Is One Epoch All You Need For Multi-Fidelity Hyperparameter Optimization?
This work addresses cost reduction in hyperparameter optimization for machine learning practitioners, but it is incremental as it highlights a baseline rather than introducing a new method.
The paper tackled the computational expense of multi-fidelity hyperparameter optimization by comparing a simple baseline that discards all but top models after one epoch against established methods, finding it achieved similar results with an order of magnitude less computation.
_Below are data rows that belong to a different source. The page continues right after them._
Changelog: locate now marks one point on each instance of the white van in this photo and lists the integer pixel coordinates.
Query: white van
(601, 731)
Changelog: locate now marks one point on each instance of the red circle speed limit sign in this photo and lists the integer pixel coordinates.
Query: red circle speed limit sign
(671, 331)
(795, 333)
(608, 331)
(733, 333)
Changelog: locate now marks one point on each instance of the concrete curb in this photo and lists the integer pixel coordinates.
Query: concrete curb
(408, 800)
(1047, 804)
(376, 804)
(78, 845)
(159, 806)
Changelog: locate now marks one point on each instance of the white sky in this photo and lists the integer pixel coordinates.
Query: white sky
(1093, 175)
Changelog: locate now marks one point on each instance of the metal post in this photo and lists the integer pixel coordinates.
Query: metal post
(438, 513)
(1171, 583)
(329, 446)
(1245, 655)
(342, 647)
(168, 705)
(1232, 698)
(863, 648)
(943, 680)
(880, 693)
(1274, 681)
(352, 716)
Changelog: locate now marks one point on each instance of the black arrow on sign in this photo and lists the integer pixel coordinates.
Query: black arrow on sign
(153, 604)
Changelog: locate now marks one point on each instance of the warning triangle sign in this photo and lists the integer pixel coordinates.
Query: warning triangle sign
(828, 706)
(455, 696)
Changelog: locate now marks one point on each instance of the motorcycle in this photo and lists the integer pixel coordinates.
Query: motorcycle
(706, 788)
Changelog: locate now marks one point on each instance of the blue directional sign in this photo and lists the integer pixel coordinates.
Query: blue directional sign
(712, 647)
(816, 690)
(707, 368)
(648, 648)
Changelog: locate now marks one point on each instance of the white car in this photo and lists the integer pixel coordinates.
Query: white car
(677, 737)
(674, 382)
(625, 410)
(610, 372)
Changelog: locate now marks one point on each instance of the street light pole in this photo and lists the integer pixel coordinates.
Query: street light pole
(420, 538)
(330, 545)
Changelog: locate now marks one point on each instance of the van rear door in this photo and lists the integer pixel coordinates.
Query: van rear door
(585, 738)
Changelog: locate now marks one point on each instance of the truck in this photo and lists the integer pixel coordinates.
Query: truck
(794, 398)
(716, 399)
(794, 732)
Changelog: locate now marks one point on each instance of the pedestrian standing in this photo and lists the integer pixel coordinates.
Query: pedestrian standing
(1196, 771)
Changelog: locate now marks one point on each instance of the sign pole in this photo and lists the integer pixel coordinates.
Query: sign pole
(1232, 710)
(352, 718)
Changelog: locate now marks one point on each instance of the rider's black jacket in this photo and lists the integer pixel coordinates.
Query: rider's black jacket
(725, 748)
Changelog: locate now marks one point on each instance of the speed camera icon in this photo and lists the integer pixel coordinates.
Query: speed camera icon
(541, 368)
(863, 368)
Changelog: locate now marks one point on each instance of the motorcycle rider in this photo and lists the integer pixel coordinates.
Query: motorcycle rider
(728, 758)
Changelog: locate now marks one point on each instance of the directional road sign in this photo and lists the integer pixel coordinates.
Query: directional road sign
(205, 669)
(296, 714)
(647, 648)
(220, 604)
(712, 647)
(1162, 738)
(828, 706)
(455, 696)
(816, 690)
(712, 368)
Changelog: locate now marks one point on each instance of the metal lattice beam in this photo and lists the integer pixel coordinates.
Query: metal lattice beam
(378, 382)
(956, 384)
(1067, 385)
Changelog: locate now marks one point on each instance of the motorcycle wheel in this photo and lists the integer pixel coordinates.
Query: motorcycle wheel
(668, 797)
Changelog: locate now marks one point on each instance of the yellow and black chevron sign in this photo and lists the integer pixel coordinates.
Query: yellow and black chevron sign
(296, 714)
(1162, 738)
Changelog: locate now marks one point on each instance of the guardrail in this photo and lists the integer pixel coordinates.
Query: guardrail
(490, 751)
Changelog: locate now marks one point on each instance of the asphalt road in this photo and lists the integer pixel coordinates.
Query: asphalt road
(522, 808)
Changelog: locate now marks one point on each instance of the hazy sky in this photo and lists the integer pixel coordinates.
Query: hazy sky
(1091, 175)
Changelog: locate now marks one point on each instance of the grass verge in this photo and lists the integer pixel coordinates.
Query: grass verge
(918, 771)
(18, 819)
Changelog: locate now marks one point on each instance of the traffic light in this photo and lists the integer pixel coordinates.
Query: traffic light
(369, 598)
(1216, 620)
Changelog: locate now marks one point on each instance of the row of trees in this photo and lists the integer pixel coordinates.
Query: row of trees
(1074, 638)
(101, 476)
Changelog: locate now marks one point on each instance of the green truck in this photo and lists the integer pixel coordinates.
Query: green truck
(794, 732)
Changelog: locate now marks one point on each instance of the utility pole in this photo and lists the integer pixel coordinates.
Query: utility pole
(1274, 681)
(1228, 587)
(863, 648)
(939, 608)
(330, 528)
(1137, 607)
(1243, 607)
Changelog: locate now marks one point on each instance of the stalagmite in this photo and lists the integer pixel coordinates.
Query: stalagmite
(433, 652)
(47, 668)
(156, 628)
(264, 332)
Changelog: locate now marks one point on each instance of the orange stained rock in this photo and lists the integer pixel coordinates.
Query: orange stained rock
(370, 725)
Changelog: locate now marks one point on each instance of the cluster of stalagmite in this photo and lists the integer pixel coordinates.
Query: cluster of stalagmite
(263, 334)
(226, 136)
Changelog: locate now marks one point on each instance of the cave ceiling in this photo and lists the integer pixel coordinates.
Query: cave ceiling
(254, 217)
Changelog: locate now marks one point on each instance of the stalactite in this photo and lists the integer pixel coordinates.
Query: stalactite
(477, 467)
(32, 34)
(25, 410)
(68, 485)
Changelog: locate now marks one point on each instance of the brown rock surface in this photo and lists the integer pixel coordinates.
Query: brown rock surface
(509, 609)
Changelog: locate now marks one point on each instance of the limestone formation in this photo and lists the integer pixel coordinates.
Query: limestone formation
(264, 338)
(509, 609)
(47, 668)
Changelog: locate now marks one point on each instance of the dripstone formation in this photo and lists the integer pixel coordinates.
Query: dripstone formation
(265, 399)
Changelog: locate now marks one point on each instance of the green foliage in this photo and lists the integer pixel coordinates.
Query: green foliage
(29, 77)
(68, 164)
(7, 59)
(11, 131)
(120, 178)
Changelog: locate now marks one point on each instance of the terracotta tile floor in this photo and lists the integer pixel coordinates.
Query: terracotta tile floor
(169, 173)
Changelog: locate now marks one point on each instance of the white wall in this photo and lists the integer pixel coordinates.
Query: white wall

Hyperparameter optimization (HPO) is crucial for fine-tuning machine learning models but can be computationally expensive. To reduce costs, Multi-fidelity HPO (MF-HPO) leverages intermediate accuracy levels in the learning process and discards low-performing models early on. We compared various representative MF-HPO methods against a simple baseline on classical benchmark data. The baseline involved discarding all models except the Top-K after training for only one epoch, followed by further training to select the best model. Surprisingly, this baseline achieved similar results to its counterparts, while requiring an order of magnitude less computation. Upon analyzing the learning curves of the benchmark data, we observed a few dominant learning curves, which explained the success of our baseline. This suggests that researchers should (1) always use the suggested baseline in benchmarks and (2) broaden the diversity of MF-HPO benchmarks to include more complex cases.